Children with disabilities who were attending school or attending work/vocational training were far more likely to have friends than those CWDs who did not attend school or did not go to work/vocational training. Thus, it seems that fuller participation and greater opportunities for CWDs in education, vocational training, employment and daily community activities will help to minimize their social isolation, maximize their integration in the community, and ultimately lead them to a more fulfilling and economically and socially productive lives.
Unfortunately, the current situation of many CWDs include: poverty-level living conditions, low literacy and education levels, very limited vocational training and employment opportunities, and limited awareness of, and access to, rehabilitative services (and rehabilitative aids and devices), and lack of adequate social integration in the community.
As awareness of, and support for, children with disabilities and a range of rehabilitative services for them are still quite limited, a nation-wide communication campaign on the topic of children with disabilities should be conducted.

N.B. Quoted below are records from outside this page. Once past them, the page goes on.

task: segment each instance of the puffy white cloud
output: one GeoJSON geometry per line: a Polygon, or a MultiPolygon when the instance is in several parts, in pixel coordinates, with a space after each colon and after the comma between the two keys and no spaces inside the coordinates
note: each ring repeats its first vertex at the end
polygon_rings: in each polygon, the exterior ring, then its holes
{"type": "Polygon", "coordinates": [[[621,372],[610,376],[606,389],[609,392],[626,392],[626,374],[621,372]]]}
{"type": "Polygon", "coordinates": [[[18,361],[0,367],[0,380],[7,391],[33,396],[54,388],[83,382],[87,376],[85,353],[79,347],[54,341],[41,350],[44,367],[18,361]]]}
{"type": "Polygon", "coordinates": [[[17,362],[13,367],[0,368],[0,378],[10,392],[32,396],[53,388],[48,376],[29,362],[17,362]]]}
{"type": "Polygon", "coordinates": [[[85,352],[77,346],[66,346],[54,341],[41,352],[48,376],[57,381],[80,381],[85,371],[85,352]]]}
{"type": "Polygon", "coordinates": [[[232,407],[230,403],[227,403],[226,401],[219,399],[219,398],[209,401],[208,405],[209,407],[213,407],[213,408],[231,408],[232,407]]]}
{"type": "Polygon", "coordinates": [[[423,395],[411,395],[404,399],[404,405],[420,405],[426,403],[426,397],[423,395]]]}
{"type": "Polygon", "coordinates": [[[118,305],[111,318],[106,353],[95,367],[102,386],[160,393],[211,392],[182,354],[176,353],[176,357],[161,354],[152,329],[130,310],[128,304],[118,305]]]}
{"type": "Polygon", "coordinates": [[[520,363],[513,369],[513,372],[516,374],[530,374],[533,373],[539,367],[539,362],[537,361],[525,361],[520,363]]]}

Expansion of the MOH's community-based rehabilitation programs and of inclusive education programs are needed so that these programs can be more closely Iinked together and scaled-up nationwide to reach all districts in all provinces.
The Government has decided to pursue more vigorously the inclusive education approach to educating children with disabilities. However, in cases of severe and multiple disabilities, additional special schools may need to be built and existing facilities upgraded, to better meet the needs of children with severe and multiple disabilities. The goal should be that the vast majority of children with disabilities should have at least a primary education. To achieve even this modest goal will require a greater commitment and effort on the part of all those involved.
Quality orthopedic devices and other rehabilitative aids and devices for children with different types of disabilities need to be made much more widely available. Geographic, social and economic access to these devices and aids is uneven.
Because most child disabilities are caused by either congenital defects or diseases that are preventable, much more proactive public health efforts are needed to reduce the incidence of all types of child disabilities in the future.